Using the Illness Cost of Air Pollution (ICAP) model, CAPE and its partners estimated that, each year, air pollution from Alberta’s coal-fired power plants give rise to approximately: 100 premature deaths, 700 visits to Alberta’s emergency departments, 80 hospital admissions, and 4,800 asthma symptom days (3).  The ICAP model valued these health impacts at approximately $300 million per year or $3 billion when extrapolated over a 10 year period (3).  These are preventable health impacts!

Figure 2: Sulphur Dioxide Emissions by Sector, Ontario, 2003-2012 (6)
Figure 2: Sulphur Dioxide Emissions by Sector, Ontario, 2003-2012 (6)

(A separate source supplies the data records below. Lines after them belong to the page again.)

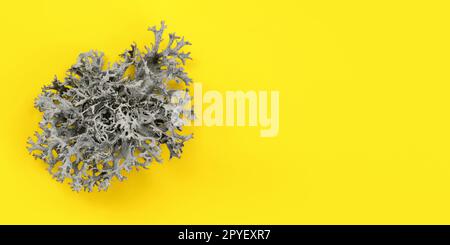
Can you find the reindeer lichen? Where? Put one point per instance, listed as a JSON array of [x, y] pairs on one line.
[[99, 123]]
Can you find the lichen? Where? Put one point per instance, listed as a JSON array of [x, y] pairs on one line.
[[100, 122]]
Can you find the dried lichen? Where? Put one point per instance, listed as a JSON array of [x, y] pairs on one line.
[[100, 122]]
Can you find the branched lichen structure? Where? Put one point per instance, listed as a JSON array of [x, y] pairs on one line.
[[101, 122]]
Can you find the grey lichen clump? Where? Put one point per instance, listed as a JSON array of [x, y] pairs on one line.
[[101, 122]]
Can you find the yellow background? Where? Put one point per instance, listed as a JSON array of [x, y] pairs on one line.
[[364, 112]]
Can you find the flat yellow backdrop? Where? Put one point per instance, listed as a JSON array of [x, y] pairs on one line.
[[364, 112]]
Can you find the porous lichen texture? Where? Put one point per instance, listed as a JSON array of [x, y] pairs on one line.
[[101, 122]]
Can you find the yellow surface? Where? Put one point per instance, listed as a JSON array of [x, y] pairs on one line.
[[364, 112]]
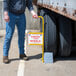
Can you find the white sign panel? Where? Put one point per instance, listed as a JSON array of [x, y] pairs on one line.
[[35, 39]]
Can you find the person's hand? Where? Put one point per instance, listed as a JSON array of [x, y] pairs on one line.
[[34, 15], [6, 17]]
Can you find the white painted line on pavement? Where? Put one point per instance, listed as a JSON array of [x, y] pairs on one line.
[[21, 68]]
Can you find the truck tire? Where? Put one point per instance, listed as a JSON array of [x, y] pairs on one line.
[[65, 35], [50, 40]]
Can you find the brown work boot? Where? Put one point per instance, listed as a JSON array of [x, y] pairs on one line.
[[5, 59], [23, 56]]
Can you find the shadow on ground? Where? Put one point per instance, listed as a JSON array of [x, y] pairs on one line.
[[38, 56], [72, 57]]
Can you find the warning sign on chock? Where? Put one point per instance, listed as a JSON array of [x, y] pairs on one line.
[[35, 38]]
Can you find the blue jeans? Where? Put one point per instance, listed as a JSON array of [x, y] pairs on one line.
[[20, 21]]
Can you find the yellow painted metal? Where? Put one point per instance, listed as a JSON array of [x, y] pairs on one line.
[[43, 37]]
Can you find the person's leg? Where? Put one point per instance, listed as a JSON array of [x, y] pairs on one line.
[[21, 26], [10, 26]]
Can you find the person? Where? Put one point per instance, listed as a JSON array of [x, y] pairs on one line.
[[14, 14]]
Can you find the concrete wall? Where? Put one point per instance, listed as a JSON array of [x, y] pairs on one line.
[[31, 23]]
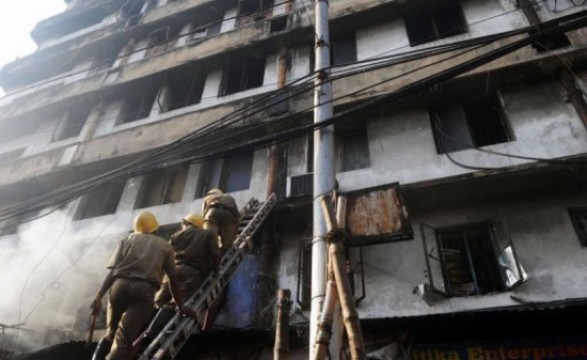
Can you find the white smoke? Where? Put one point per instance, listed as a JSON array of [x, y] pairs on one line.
[[50, 273]]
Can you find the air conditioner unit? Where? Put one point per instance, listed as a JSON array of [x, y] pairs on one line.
[[300, 185]]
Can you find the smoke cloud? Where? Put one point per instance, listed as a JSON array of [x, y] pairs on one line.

Policy changes can and do improve air quality and human health.  Ontario, which phased out its coal-fired power plants between 2004 and 2014, has seen significant improvements in its air quality.  The phase-out in Ontario removed 147,000 tonnes of sulphur dioxide and 42,000 tonnes of nitrogen oxides from Ontario’s airshed (5). While these air pollutants are harmful to health directly, they can also be transformed in the air into small liquid droplets that contribute to air levels of fine particulate matter.  

Between 2000 and 2010, annual air levels of sulphur dioxide in the City of Toronto decreased by 79%, nitrogen dioxide levels decreased by 36%, and fine particulate matter levels decreased by 30% (7).   Toronto Public Health reported that these improvements in air quality have reduced: air pollution-related premature deaths in Toronto by 23% from 1,700 per year to 1,300 per year; and air pollution-related hospital admissions by 41% from 6,000 to 3,550 per year (7).  In other words, improvements in air quality are preventing 400 premature deaths and 2450 hospital admissions per year in Toronto alone (7).  While these improvements reflect policies implemented by several levels of government, the phase-out of coal plants in Ontario and south of the border, were significant contributors.

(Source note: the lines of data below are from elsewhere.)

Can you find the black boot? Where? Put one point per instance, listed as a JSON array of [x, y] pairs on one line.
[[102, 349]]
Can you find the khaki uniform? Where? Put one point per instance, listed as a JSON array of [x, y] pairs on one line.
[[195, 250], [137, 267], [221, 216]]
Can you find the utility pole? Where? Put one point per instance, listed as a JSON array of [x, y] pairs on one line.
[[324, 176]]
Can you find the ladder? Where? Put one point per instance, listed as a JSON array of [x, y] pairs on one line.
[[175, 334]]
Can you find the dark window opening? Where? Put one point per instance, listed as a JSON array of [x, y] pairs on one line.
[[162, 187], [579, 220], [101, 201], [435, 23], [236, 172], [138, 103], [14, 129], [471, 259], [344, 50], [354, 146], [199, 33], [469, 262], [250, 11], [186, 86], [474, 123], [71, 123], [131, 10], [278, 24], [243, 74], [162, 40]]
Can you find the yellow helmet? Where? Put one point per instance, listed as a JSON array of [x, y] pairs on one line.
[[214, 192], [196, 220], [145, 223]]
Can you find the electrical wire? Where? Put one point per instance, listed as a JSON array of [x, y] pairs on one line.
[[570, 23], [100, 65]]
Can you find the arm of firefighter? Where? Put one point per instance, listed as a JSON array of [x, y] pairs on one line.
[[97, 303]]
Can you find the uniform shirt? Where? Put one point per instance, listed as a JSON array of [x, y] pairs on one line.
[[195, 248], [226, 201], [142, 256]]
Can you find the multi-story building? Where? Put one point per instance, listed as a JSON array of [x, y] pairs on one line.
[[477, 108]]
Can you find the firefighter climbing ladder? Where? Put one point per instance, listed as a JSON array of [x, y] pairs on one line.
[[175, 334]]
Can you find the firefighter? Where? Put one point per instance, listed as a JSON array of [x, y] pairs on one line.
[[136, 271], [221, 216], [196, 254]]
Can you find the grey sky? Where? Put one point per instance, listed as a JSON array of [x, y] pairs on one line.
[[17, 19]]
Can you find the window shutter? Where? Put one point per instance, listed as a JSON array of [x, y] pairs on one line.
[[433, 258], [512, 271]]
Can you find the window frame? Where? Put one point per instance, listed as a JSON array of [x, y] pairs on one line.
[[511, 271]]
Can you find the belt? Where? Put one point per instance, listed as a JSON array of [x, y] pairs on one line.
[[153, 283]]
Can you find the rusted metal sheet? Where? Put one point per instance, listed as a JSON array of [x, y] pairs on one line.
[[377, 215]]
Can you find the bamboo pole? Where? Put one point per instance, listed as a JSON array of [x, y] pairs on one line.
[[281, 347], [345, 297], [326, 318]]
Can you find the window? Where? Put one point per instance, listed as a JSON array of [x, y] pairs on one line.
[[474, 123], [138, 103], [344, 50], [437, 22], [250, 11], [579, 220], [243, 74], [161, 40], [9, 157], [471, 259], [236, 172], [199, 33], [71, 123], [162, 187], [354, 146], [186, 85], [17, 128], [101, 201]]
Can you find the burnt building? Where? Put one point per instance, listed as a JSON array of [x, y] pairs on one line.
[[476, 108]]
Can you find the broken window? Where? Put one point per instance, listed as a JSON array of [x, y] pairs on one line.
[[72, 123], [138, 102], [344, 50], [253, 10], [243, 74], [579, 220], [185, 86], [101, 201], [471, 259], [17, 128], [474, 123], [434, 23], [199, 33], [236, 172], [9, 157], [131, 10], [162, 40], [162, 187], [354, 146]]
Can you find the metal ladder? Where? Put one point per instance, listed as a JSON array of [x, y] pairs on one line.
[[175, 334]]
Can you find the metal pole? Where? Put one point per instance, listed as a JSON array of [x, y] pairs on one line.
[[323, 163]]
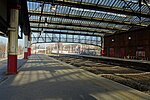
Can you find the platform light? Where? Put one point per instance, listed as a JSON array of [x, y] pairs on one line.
[[46, 23], [53, 8], [112, 40], [129, 38]]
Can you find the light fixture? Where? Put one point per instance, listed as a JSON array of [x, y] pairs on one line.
[[129, 38], [46, 24], [53, 8], [112, 40], [42, 31]]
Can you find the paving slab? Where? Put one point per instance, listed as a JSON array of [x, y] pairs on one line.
[[45, 78]]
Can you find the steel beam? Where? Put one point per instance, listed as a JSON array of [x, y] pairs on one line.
[[93, 7], [79, 25], [60, 28], [37, 31]]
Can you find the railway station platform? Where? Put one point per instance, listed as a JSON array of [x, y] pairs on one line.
[[45, 78]]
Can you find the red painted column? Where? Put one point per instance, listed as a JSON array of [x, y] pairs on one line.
[[29, 51], [102, 52], [102, 45], [25, 47], [13, 41]]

Today, the City of Edmonton, which is downwind from many of the coal-fired generators in Alberta, has higher levels of fine particulate matter than the City of Toronto.  While Ontario has been phasing out its coal-fired power plants, Alberta has been increasing its reliance on coal as a source of electricity.  By phasing out coal-fired power plants, Alberta could send a strong and positive message to the international community about its willingness to address climate change, while significantly improving the health of Albertans.  

For more information, see the  energy page on the CAPE website or the  Alberta Coal Phase-out Website. 


  1. Government of Canada (Canada). 2015. Canada’s INDC Submission to the UNFCCC, 2015 
  2. Alberta Government. 2015. Climate Leadership – Discussion Document. 
  3. Pembina Institute, Canadian Association of Physicians for the Environment, Asthma Society of Canada and The Lung Association Alberta and NWT (Pembina). 2013. A Costly Diagnosis: Subsidizing coal power with Albertans’ health. 
  4. World Health Organization (WHO). 2013. Review of evidence on health aspects of air pollution – REVIHAAP Project. 
  5. Ontario Public Health Association (OPHA). 2002. Beyond Coal: Power, Public Health and the Environment. Prepared by Kim Perrotta. 
  6. Ontario Ministry of the Environment and Climate Change (OMOE). 2014. Air Quality in Ontario 2013 Report. 
  7. Toronto Public Health (TPH). 2014. Path to Healthier Air: Toronto Air Pollution Burden of Illness Update. Technical Report.